I turned about, and pretended to as grea
t a surprise as Mr. Crawford, though I imagine neither of us saw anything very unexpected; and delayed only a moment to speed the gentleman on his way to the justice of the peace.
“Do you hasten, Mr. Crawford, sir, lest the villain be lost in the general alarm!” I cried, with as much fervour as my desire to be rid of the man allowed. “With such criminals about, I believe I shall make my way back to Wings cottage, and take refuge there with all my dear family, until a general order is restored. I declare, I had not an idea of such terrifying adventures—such utter disregard for propriety, or such a propensity for revolution—when I undertook to travel to Lyme. Our sojourn in this place has been one long trial of fortitude; I wonder that either you or your good sister can long sustain a residence in the place.”

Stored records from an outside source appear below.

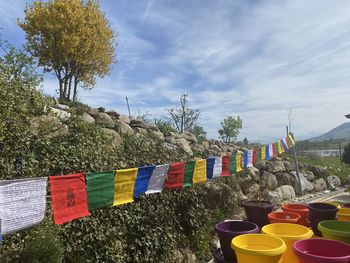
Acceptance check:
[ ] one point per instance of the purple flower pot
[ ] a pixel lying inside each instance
(230, 229)
(257, 211)
(322, 210)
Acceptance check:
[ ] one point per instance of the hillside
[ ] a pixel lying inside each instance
(340, 132)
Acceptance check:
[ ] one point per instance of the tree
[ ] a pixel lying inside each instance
(346, 154)
(184, 118)
(230, 128)
(71, 38)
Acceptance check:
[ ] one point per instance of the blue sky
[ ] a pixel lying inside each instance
(255, 59)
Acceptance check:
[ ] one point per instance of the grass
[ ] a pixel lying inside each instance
(332, 164)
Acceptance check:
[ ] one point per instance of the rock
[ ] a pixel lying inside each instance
(287, 192)
(124, 118)
(123, 128)
(254, 173)
(104, 119)
(275, 166)
(269, 181)
(116, 139)
(158, 135)
(61, 107)
(288, 166)
(61, 114)
(87, 118)
(184, 145)
(189, 137)
(47, 127)
(170, 139)
(320, 185)
(285, 179)
(334, 180)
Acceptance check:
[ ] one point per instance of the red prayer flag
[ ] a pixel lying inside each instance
(225, 166)
(68, 194)
(176, 176)
(255, 156)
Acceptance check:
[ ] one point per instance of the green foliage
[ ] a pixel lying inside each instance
(230, 128)
(346, 154)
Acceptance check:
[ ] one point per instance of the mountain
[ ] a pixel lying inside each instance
(340, 132)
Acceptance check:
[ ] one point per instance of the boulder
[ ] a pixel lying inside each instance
(320, 185)
(275, 166)
(47, 127)
(123, 128)
(116, 140)
(87, 118)
(124, 118)
(269, 181)
(104, 119)
(254, 173)
(184, 145)
(287, 192)
(61, 114)
(61, 107)
(334, 180)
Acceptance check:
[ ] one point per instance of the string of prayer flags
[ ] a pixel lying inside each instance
(200, 171)
(69, 201)
(175, 177)
(124, 184)
(233, 165)
(217, 167)
(100, 189)
(210, 167)
(189, 168)
(238, 162)
(225, 166)
(22, 203)
(155, 184)
(144, 174)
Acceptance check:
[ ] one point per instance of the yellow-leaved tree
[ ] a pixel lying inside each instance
(71, 38)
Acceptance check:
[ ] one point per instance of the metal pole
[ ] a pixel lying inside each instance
(127, 103)
(341, 160)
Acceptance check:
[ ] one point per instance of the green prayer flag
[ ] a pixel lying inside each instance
(100, 189)
(233, 163)
(189, 168)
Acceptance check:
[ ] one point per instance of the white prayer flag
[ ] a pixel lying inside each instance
(250, 158)
(217, 167)
(22, 203)
(155, 184)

“It is possible,” he replied, “that we shall seek a removal in the near future—for I may admit that Miss Crawford’s views are very similar to your own, Miss Austen. But I hesitate to send you off so very alone—I fear that perhaps I should accompany you—for great are the misfortunes that might befall so gentle a nature as your own, in the general recklessness of these streets.”

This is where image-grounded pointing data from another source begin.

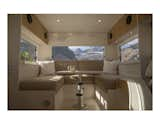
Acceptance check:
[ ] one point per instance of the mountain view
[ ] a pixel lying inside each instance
(130, 51)
(78, 53)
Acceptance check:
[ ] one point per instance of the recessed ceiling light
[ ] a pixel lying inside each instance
(58, 20)
(99, 20)
(70, 34)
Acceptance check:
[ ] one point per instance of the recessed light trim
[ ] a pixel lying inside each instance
(99, 20)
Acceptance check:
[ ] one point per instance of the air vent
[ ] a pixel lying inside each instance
(29, 18)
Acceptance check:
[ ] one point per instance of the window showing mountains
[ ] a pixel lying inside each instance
(130, 51)
(78, 53)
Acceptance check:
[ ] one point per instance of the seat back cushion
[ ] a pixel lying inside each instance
(110, 67)
(47, 68)
(28, 71)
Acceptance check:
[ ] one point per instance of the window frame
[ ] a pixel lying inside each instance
(124, 42)
(36, 48)
(53, 55)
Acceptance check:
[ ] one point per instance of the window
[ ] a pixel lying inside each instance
(77, 53)
(130, 51)
(27, 51)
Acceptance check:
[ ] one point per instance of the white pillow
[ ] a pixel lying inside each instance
(47, 68)
(110, 67)
(148, 72)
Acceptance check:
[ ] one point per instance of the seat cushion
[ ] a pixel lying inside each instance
(106, 81)
(28, 70)
(43, 83)
(110, 67)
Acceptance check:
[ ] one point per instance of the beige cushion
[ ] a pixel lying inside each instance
(148, 72)
(42, 83)
(27, 71)
(47, 68)
(110, 67)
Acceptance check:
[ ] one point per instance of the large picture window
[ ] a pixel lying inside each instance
(77, 52)
(28, 51)
(130, 51)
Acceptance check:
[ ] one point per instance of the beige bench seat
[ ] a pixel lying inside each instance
(43, 83)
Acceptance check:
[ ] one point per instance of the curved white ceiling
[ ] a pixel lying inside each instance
(73, 23)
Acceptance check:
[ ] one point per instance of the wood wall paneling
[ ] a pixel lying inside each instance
(145, 40)
(35, 27)
(14, 23)
(121, 28)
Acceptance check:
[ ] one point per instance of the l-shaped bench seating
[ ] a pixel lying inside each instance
(41, 88)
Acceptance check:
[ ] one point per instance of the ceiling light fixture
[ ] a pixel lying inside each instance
(99, 20)
(58, 20)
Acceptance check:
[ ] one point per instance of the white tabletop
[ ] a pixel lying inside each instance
(79, 72)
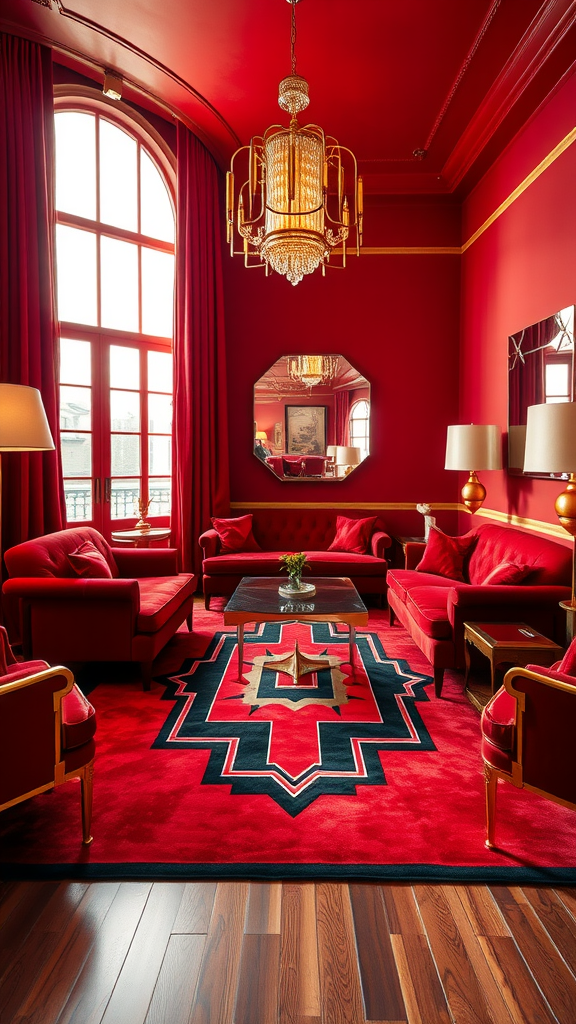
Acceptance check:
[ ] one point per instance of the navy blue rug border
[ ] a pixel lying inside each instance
(289, 872)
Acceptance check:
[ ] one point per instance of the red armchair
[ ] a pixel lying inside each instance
(70, 617)
(46, 732)
(528, 735)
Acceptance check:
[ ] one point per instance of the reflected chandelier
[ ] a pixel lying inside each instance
(312, 370)
(292, 209)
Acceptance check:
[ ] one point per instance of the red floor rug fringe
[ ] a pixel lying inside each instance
(343, 776)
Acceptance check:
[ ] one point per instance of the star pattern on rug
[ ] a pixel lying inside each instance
(295, 743)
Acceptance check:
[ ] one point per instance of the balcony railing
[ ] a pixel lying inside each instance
(123, 502)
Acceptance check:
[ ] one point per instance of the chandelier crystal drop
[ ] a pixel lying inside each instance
(291, 210)
(312, 370)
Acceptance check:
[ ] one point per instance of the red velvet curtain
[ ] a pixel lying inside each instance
(32, 489)
(200, 463)
(341, 416)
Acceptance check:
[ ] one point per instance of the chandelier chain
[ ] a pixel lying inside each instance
(293, 38)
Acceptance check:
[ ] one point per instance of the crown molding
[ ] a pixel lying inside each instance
(543, 35)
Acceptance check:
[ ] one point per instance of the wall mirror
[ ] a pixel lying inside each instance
(540, 370)
(312, 418)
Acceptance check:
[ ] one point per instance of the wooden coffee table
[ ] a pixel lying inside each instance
(256, 600)
(507, 643)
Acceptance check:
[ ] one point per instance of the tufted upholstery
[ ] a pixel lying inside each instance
(279, 530)
(437, 623)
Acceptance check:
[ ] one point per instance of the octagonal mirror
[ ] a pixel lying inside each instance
(312, 418)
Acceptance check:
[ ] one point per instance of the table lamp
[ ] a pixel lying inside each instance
(24, 426)
(347, 458)
(550, 448)
(471, 446)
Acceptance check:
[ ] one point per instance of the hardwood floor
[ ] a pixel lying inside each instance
(136, 952)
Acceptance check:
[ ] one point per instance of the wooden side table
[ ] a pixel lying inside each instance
(138, 538)
(507, 643)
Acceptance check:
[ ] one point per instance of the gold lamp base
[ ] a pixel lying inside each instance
(472, 493)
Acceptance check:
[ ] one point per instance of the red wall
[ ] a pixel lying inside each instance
(396, 318)
(521, 270)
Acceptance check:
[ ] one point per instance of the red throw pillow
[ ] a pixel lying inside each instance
(88, 562)
(568, 664)
(236, 535)
(506, 572)
(445, 555)
(353, 535)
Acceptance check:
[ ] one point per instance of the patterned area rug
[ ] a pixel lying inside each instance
(352, 773)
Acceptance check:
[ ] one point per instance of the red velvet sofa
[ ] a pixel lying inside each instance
(279, 530)
(67, 617)
(434, 608)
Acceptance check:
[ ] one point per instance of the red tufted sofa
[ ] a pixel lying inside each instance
(434, 608)
(279, 530)
(67, 617)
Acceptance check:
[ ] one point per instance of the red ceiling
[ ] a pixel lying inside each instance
(456, 78)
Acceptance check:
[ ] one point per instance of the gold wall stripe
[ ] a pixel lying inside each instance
(538, 525)
(378, 506)
(545, 163)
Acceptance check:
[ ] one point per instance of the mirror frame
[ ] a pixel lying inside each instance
(292, 397)
(518, 358)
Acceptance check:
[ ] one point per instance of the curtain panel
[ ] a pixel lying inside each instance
(32, 489)
(200, 461)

“I would not delay your errand for the world!” I cried, with energy. “Only consider the consequences!”
“Indeed,” he said, in some hesitation; and I felt him to have anything but the justice’s house in view. His object, rather, should be to see me safely out of the way, before proceeding himself in pursuit of Sidmouth; for Crawford’s plans had been too carefully laid to be put so awry. Sidmouth must serve as scapegoat for Crawford’s crimes; and if the man were lost as a result of the fire, and never appeared again, so much the better. I knew, of a sudden, what Crawford intended. He would make his way to the beach below the Grange, there to search for Sidmouth as he awaited removal by boat; his friend had no reason to suspect Crawford’s motives, and did he appear in the guise of aid, should welcome him with open arms. It but remained to thrust a dagger through his heart, or turn him over to the justice, and complete his betrayal.